Sobeys Cheese Recalls Prompt Canada-Wide Listeria Alert
sobeys cheese recalls are now in effect after Sobeys Capital Inc. initiated a recall of several food items containing cheese over a possible listeria contamination risk. On Wednesday, the Canadian Food Inspection Agency said the affected products were being pulled from the marketplace and sold across Canada except Quebec. Consumers are being told to check their refrigerators and avoid eating, serving, using, selling, or distributing the recalled products.
What the recall covers
The recall involves a range of raw and pre-prepared items containing cheese, including carbonara pasta, pasta salad, cauliflower cakes, chicken and bean wraps, stuffed mushrooms, stuffed phyllo pastries, stuffed fish, and salmon pinwheels. The products were distributed in Alberta, British Columbia, Manitoba, New Brunswick, Newfoundland and Labrador, Nova Scotia, Ontario, Prince Edward Island, and Saskatchewan.
They were sold in Sobeys banner stores including Coop, Foodland, Sobeys, IGA, Safeway, and Thrifty Foods. The Canadian Food Inspection Agency said it is making sure the industry removes the recalled products from stores.
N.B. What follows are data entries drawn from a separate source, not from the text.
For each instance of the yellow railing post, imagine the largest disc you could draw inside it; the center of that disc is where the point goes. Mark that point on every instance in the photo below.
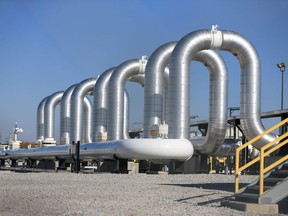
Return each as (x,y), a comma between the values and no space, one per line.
(237,171)
(261,177)
(261,158)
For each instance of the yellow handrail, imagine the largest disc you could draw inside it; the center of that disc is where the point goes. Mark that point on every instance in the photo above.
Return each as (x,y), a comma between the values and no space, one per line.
(239,169)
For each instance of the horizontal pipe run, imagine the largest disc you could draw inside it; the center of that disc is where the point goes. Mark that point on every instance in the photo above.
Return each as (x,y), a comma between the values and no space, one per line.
(141,149)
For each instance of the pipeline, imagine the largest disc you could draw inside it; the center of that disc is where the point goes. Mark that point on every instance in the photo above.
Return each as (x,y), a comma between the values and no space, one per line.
(49,115)
(116,95)
(100,107)
(140,149)
(154,77)
(179,82)
(40,120)
(65,115)
(77,98)
(87,121)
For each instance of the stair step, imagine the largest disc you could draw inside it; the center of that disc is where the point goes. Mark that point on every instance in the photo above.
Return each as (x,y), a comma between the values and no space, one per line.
(271,181)
(247,197)
(284,167)
(280,173)
(255,189)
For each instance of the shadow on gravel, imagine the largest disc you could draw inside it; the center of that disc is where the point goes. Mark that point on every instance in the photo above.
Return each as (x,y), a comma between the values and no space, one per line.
(211,186)
(205,202)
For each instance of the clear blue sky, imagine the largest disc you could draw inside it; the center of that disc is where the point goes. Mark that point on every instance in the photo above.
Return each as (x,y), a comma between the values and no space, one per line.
(48,45)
As of Wednesday, there were no reported illnesses tied to the recall.
Why sobeys cheese recalls matter
food contaminated with Listeria monocytogenes may not look or smell spoiled but can still make people sick. It warned that symptoms can include vomiting, nausea, persistent fever, muscle aches, severe headache, and neck stiffness. The agency also said people who are pregnant and those with weakened immune systems face higher risk, and severe illness can be fatal.
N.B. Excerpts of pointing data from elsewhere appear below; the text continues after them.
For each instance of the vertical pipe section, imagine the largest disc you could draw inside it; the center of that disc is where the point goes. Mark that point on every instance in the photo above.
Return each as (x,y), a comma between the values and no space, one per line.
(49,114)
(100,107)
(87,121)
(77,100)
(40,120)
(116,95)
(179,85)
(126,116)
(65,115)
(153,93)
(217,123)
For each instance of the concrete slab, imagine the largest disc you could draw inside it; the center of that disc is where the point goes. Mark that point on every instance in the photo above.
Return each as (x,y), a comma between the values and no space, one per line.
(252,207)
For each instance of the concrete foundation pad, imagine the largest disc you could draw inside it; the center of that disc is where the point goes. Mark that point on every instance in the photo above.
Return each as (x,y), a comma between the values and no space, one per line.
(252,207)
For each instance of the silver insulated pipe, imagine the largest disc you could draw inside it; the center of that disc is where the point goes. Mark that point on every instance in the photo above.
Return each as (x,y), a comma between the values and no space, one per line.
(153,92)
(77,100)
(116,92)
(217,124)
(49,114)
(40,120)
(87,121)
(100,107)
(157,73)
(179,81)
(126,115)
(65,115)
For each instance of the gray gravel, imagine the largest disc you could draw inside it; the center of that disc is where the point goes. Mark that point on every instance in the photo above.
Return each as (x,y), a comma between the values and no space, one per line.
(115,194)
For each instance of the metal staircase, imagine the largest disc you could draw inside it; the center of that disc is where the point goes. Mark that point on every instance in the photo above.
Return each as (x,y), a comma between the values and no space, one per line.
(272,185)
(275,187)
The recall has been categorized as a class one, meaning there is a high risk that consuming the food may lead to serious health problems or death. That designation makes the sobeys cheese recalls especially urgent for shoppers who may have purchased the products recently and still have them at home.
What officials are telling consumers
The Canadian Food Inspection Agency is urging consumers not to consume the recalled products and to throw them out or return them to where they were purchased. If someone believes they became sick after eating one of the recalled items, the agency says they should contact a healthcare provider.
Food safety warnings of this kind can move quickly because listeria risk is not always visible. In this case, the recall is limited to the products named in the notice, but the broad store network means the sobeys cheese recalls could affect shoppers in several provinces at once.
What happens next
The immediate focus is on removing the recalled items from shelves and homes. The Canadian Food Inspection Agency says the industry is working to clear the marketplace, and more action could follow if the recall expands or if any illnesses are identified. For now, the advice remains the same: check labels carefully, keep recalled items out of use, and treat the sobeys cheese recalls as a serious food safety warning.